On six separate occasions over four months, the employee asked various management and administrative personnel for a parking accommodation, including her vocational rehab counselor, HR, and her supervisor. The first five times, she received no response. (!!!) The last time, her supervisor told her that HR “d[id] not see a connection [between parking privileges] and the essential function of you performing your job.” (!!!) Unsurprisingly, the employee filed a charge of discrimination with the Equal Employment Opportunity Commission – and within hours received a letter from her supervisor that acknowledged receipt of her request for accommodation and requested medical documentation. However, the letter also reiterated, ““parking is not a condition of employment, nor related to the essential functions of your position.” Understanding this to be a denial of her request, the employee did not submit any medical documentation. She was subsequently terminated, and filed suit under the Rehabilitation Act (the federal employee analog to the Americans with Disabilities Act).

This language jumped out at me because it reflected a common misunderstanding among many employers – that reasonable accommodations are only required to enable employees to perform their essential job functions. But, in another case, the U.S. Court of Appeals for the Fifth Circuit reversed the federal district court’s ruling that an accommodation must facilitate the performance of the essential functions of the job, noting that accommodations are also required to make the workplace “readily accessible” and “usable.” Thus, multiple federal courts as well as the EEOC have found that employers may need to make parking accommodations.

There were a couple of other lessons for employers from the Wilson case. The employer argued that the employee had not followed its process for requesting an accommodation because she had not submitted a written request to her supervisor or HR in the first place, as set forth in the policy. As the Court noted, however (with a certain snarky undertone), the policy acknowledged that requests may be either verbally or in writing, and also that they may be made on the employee’s behalf by some other representative (such as the vocational counselor – which happened here). So one lesson here is that employers need to understand their own policies.

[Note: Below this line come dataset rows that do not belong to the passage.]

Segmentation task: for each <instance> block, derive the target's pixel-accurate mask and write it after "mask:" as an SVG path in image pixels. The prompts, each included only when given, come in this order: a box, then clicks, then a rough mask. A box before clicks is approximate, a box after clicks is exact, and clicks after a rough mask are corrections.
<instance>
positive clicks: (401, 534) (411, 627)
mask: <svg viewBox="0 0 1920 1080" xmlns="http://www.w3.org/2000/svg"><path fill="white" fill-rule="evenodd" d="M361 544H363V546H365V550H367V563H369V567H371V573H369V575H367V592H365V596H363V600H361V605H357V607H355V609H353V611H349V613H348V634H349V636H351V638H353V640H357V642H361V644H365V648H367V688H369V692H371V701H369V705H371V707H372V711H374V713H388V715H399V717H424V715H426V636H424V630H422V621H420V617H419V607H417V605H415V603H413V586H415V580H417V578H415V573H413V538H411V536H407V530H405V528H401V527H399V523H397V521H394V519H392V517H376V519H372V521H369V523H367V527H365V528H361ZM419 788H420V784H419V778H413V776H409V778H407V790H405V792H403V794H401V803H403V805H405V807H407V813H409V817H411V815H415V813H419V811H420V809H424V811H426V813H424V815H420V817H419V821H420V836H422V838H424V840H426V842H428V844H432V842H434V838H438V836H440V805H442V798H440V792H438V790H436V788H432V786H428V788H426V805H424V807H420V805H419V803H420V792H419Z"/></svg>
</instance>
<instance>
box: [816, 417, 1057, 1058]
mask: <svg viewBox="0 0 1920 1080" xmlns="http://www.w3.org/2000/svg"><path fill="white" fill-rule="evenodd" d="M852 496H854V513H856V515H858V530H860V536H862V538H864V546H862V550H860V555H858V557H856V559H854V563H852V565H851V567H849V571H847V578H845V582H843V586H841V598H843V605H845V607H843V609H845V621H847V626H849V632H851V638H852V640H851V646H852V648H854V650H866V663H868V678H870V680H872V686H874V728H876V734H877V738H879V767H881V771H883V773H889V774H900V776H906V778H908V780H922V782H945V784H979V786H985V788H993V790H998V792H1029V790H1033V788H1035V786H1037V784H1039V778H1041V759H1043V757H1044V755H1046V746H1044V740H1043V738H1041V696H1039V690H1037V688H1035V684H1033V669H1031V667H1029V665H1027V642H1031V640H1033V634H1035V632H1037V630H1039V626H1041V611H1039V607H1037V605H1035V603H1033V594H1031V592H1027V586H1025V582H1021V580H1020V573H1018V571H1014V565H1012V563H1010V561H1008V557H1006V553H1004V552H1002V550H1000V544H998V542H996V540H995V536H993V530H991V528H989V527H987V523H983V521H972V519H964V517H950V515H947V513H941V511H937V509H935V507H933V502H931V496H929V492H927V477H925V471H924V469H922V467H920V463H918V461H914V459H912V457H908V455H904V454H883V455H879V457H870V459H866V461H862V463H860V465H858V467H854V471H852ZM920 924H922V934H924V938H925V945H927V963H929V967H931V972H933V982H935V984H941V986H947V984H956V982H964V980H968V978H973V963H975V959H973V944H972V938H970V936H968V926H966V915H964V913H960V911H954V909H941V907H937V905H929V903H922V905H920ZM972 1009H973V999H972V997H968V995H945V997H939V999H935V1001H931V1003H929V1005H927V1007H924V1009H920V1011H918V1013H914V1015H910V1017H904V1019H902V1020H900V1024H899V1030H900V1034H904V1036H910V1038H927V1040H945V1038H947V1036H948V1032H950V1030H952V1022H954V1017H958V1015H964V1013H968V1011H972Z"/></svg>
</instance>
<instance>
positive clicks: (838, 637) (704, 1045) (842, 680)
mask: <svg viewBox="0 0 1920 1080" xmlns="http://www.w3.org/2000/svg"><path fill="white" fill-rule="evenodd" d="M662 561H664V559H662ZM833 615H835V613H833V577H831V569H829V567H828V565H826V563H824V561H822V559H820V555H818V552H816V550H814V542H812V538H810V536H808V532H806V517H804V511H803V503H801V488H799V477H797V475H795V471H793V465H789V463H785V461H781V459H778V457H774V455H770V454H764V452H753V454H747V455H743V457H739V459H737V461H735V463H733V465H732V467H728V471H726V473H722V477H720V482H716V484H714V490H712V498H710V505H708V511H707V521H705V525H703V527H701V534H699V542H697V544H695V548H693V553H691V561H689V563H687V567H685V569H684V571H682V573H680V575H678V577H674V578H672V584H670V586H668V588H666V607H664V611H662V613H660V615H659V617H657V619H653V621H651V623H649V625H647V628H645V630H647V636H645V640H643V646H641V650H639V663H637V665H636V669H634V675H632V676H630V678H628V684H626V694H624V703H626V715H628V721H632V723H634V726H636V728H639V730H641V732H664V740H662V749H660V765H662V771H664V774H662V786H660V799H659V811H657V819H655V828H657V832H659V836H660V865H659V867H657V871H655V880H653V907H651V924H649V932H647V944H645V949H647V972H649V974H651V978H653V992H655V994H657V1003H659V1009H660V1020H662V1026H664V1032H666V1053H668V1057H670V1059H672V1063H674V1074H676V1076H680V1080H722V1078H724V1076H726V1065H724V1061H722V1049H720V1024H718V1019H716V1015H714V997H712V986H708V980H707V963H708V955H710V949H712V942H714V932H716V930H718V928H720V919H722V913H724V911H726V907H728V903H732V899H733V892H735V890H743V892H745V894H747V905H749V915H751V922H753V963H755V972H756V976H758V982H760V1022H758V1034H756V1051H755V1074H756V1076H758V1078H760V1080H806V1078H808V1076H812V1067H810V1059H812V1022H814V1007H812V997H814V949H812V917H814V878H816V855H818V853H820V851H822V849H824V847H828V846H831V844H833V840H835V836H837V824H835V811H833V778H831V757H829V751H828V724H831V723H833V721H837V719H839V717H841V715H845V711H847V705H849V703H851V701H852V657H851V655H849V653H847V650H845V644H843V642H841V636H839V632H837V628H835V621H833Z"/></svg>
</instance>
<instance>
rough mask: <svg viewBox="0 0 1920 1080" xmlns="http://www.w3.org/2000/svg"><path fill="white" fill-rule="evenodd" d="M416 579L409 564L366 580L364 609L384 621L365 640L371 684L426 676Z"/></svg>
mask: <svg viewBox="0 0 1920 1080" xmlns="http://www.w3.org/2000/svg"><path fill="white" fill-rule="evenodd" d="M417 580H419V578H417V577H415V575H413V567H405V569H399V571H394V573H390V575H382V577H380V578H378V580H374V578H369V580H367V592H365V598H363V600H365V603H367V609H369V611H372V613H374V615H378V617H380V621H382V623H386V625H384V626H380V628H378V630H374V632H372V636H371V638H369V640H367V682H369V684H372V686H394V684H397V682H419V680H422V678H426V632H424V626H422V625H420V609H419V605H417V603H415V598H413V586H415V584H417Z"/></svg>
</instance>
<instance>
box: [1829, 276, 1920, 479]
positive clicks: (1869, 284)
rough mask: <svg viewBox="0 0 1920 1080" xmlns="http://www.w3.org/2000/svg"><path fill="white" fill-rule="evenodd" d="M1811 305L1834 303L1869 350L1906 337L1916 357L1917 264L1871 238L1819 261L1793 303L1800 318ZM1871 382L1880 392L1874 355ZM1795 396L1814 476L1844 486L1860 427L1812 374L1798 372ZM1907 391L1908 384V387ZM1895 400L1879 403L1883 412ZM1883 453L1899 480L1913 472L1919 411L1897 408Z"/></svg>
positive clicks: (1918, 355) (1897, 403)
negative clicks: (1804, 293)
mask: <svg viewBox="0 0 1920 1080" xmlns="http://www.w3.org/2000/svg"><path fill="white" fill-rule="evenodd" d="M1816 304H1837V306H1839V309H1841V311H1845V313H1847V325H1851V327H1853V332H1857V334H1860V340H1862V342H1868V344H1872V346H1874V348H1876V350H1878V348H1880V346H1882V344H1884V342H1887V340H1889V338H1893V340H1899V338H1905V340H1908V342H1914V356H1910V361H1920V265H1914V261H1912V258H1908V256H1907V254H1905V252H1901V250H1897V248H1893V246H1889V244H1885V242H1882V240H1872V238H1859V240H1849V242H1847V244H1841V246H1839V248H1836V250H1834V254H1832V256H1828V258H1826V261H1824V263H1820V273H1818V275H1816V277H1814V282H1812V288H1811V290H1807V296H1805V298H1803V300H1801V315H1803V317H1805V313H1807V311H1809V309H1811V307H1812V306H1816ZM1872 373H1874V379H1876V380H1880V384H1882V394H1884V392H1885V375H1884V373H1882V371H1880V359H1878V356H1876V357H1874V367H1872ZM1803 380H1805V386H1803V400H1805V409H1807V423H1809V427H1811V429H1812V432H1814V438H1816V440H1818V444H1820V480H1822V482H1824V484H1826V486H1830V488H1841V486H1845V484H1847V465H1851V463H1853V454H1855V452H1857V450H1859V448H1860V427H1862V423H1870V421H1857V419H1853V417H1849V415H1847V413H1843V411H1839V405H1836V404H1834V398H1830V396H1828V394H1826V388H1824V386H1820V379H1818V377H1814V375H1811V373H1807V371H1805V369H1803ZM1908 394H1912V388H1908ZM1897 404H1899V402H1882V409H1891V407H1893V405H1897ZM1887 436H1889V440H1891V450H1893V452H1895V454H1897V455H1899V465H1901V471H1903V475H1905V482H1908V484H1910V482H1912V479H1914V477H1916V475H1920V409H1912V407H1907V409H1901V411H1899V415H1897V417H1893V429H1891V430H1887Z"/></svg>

The employer also argued that the employee had failed to engage in the interactive process because she did not submit the medical documentation when it was requested (following her sixth request). The Court treated this argument with the scorn it deserved as well, noting that the employer could certainly be found responsible for the breakdown of the interactive process in the first place. As the Court stated, “It took the VA four months to even attempt to initiate the interactive process, despite being repeatedly placed on notice of Wilson’s disability and her request.” And the Court went on to observe that the supervisor’s response to the employee’s sixth request could reasonably be viewed as a denial of the request. This drives the point home that employers need to respond promptly to requests for accommodations – and to ensure that the communications are thoughtfully drafted.

So employers, don’t shut the door on those reasonable accommodation discussions!